Bartels, Hans, born 05-07-1910 in Frankfurt, was a Korvettenkapitän
with the Kriegsmarine
during World War II and recipient of the Knight’s Cross of the Iron Cross
. The Knight’s Cross of the Iron Cross was awarded to recognise extreme battlefield bravery or successful military leadership.
Bartels here with General der Infantry Hermann Tittel,
Commanding General of the LXX Army Corps.
Hans Bartels joined the Reichsmarine on 01-04-1931 and had his training at the Segelschulschiff, sailingship Niobe . With the Light Cruiser Karlsruhe he made a foreign trip from 30-11-1931 until 08-12–1932 under Kapitän zur See Erwin Wassner
.. Wassner died young age 50 on 24-08-1937. Bartels was promoted to Fahnrich zur See on 01-01-1933 and from 30-09-1934 transferred to the Line Ship Schlesien
. On 01-04-1935 promoted to Leutnant zur See. Bartels was appointed as officer on the Minesweeper M 89.
and on 01-10-1936 n the M 146. On 01-01-1937 promoted to Oberleutnant zur See and appointed to commander of the minesweeper M 1 on 05-03-1939.

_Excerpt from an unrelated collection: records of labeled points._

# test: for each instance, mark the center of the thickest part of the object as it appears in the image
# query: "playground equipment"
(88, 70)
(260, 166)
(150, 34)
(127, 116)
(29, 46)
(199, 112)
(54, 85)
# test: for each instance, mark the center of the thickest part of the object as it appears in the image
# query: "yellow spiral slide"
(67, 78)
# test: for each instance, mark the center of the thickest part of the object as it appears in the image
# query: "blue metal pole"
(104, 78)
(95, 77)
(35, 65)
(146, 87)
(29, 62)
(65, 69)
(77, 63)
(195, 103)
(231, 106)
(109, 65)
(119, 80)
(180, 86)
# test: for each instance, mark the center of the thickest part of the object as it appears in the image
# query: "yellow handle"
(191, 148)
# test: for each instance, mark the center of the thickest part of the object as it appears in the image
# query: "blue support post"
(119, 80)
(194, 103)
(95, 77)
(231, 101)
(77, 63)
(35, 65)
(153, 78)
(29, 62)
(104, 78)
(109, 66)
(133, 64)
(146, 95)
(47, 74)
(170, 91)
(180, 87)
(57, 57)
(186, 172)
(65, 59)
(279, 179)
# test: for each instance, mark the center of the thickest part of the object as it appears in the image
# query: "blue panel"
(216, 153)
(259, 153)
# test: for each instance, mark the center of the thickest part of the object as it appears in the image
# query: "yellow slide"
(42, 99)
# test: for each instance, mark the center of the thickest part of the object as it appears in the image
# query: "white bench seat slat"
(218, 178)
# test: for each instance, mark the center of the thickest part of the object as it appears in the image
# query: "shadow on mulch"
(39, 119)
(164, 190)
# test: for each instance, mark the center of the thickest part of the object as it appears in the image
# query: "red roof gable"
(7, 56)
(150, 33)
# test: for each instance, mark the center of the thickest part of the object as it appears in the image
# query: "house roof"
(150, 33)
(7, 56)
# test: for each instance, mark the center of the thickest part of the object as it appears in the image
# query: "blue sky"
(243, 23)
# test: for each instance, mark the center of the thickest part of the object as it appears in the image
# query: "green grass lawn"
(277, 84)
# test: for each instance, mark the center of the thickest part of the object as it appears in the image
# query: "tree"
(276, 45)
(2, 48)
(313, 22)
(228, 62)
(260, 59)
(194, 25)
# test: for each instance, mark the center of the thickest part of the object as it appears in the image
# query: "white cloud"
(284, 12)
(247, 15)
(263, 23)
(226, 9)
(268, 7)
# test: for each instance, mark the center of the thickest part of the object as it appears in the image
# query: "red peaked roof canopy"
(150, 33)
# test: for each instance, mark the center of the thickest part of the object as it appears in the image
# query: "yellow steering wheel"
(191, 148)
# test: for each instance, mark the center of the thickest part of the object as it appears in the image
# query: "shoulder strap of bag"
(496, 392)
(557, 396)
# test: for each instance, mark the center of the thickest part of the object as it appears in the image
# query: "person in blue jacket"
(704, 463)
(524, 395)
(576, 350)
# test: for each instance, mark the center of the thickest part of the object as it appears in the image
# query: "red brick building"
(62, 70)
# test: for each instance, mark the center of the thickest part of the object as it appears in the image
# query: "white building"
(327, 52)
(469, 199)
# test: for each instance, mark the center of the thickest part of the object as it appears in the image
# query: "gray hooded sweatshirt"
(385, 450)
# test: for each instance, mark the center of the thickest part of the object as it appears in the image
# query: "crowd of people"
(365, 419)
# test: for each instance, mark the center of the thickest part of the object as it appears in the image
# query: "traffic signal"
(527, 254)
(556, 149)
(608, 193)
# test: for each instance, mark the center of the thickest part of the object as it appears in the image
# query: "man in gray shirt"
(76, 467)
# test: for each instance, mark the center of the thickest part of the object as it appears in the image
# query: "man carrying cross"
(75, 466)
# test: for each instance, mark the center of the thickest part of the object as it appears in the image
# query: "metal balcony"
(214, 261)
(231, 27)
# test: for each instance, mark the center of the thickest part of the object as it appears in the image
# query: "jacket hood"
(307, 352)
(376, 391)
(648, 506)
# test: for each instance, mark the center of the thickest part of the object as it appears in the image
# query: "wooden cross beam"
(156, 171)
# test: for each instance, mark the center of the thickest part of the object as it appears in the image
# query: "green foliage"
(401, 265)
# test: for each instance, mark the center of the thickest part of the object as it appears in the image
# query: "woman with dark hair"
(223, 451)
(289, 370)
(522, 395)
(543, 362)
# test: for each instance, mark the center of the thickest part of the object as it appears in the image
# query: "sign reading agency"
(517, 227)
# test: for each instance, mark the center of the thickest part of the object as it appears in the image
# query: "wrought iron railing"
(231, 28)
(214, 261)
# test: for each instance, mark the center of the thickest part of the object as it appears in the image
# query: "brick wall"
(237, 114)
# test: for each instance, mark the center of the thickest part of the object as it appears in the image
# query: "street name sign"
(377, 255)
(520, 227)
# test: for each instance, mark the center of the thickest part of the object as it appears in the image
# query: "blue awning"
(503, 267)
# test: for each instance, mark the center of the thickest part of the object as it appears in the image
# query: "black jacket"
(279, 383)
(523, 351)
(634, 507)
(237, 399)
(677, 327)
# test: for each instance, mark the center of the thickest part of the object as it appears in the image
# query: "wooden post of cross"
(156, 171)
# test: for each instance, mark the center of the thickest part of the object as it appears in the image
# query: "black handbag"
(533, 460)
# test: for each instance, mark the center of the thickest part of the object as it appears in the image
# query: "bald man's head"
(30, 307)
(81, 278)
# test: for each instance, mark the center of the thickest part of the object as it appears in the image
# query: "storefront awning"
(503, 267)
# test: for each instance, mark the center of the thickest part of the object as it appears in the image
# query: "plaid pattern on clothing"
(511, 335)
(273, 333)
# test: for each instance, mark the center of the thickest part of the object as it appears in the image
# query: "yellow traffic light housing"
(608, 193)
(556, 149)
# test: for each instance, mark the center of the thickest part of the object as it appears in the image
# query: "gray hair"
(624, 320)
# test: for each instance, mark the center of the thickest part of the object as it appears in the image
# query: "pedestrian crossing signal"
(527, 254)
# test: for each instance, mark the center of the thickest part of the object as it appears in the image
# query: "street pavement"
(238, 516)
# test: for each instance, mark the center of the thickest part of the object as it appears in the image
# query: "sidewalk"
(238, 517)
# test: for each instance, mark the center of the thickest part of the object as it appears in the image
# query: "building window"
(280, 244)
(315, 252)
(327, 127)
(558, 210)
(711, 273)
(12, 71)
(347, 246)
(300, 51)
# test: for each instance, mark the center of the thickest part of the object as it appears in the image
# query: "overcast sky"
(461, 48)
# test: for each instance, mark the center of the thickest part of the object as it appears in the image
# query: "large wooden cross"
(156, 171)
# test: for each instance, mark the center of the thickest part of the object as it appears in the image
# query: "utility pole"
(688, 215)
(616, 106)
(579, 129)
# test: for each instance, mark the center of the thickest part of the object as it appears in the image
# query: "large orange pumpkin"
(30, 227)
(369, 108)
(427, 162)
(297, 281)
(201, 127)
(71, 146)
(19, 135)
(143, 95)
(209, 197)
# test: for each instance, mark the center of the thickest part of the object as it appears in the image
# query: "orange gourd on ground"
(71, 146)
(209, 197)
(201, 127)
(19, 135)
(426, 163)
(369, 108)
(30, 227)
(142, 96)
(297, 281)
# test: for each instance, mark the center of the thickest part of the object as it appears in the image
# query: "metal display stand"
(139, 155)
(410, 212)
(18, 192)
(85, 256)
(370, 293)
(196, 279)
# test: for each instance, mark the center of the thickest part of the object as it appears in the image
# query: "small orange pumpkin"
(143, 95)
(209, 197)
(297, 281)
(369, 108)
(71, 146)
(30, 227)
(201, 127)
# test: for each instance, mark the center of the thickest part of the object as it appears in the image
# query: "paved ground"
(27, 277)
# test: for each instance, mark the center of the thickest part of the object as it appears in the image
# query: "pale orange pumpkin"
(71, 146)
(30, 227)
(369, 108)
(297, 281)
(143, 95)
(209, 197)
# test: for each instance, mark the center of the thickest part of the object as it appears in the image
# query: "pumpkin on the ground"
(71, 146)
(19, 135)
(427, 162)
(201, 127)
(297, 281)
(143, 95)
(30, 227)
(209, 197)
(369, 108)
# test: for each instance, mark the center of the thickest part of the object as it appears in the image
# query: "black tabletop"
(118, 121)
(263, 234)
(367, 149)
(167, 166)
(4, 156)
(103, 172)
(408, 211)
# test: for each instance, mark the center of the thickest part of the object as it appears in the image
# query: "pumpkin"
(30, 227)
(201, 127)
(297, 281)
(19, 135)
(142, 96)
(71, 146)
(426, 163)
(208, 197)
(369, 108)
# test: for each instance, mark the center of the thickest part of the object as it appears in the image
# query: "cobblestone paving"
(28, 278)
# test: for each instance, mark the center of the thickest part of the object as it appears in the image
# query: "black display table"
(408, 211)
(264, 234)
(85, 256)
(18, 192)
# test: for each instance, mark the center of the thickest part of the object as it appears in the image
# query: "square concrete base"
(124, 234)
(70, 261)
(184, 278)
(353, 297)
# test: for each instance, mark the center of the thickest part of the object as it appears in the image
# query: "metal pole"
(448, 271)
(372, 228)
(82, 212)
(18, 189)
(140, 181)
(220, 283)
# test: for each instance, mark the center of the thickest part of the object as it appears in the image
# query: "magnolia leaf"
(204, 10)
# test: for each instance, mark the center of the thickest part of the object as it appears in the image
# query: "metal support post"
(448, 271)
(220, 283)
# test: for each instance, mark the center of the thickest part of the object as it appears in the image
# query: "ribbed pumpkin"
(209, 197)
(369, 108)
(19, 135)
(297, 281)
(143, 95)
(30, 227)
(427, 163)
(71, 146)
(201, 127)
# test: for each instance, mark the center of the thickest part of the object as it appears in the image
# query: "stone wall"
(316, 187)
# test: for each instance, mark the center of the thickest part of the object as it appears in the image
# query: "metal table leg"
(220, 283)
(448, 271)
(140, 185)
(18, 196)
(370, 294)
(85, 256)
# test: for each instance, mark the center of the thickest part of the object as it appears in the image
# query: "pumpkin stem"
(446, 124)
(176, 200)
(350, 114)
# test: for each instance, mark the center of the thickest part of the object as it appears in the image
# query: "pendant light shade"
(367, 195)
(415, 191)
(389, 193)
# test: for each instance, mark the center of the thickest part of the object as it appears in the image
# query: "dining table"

Germany attacked Poland and as a ‘reason’ for the war, the Nazis came up with a dirty trick on August 31. A staged German attack on the (German) radio station in Gleiwitz near the Polish border. The attack was carried out by approximately 150 German soldiers. SS men allegedly staged an attack on a German border town and a radio station. After this attack they would send a triumphant radio message in Polish. As ‘proof’, the SS would shoot dead a few drugged prisoners from the Sachsenhausen concentration camp dressed in Polish uniforms: the first cynical victims of the Second World War. Shortly before, Hitler and Stalin had agreed to conquer and destroy Poland together. In September 1939, Poland would be crushed and ‘decapitated’.
During the Poland invasion his ship operated in the Danziger Bucht from September until October 1939. As early as 24-08-1939, M 1 and the other five boats of the First Minnesuch flotilla had fetched the 230 men of the Marinestossgruppegruppe (MSK) in Memel, and they were still on the same evening at the height of Stolpmünde on the high sea Of Schleswig-Holstein; The MSK occupied the Westerplatte on 01-09-1939. Even before the end of the war against Poland, the Bartels, who had been promoted to captain lieutenant on 01-10-1939, was ordered to move to the North Sea with M 1. In the early morning hours of 24-02-1940, he dived in the area of the Doggerbank, where the four Danish Eskjerg Ejjam (E 92), Gerlis (E 456), Merkator (E 348) and Polaris (E 504) By rams. Bartels reported to his superiors that “for military reasons” no one was saved by the crew; 16 fishermen from neutral Denmark lost their lives.
For his achievements in securing the West Norwegian fjords, Bartels was awarded the Iron Cross 1st Class on 11-05-1940, and the Knight Cross five days later. On 07-12-1942, Bartels was placed as the first officer on the destroyer Z 24, with whom he was deployed in the North Sea. On 12-08-1943, he became commander of the torpedo boat T14. On this occasion he took part in the disarmament of the Danish navy on 29-08-1943. On 01-10-1943, he was promoted to the corvette captain.
He was transferred to command the Kleinkampfverbände (small combat units) and after a training course was appointed leader of the Kleinkampf-Flottille 261 (261st Biber flotilla), operating the midget submarine Biber, in August 1944.
In March 1945, Bartels commanded a special command post (“Puma”)
of combat swimmers of the war armies of the Kriegsmarine (naval units) and frogmen of the “SS-Jagdverbund Donau” , which was to break the bridge of Remagen
, captured by American troops on 07-03-1945. The bridge was capured by the 9th Armored Division
Major General John William Leonard,
of the U.S First Army
under command of General Courtney Hicks Hodges.
The first attempt on March 12 failed because the men were discovered by searchlights and then taken under fire. Since two pontoon bridges had already been put into operation on 11-03-1945, Bartels considered a second attempt to be meaningless, and Admiral Hellmuth Heye,
head of the K-units, then rejected the use of combat swimmers. The bridge finally collapsed on 17 March and 24 Americans of the 276th Engineer Battalion
lost their life, when they were repairing a truss which had been damaged when the Germans attempted to blow up the bridge…
Death and burial ground of Bartels, Hans.
After the war ended Bartels was retained in British custody and was assigned to the German Mine Sweeping Administration, where he was killed in an accident near Rendsberg on 31-07-1945 and buried on the Garnisonsfriedhof of Rendsberg.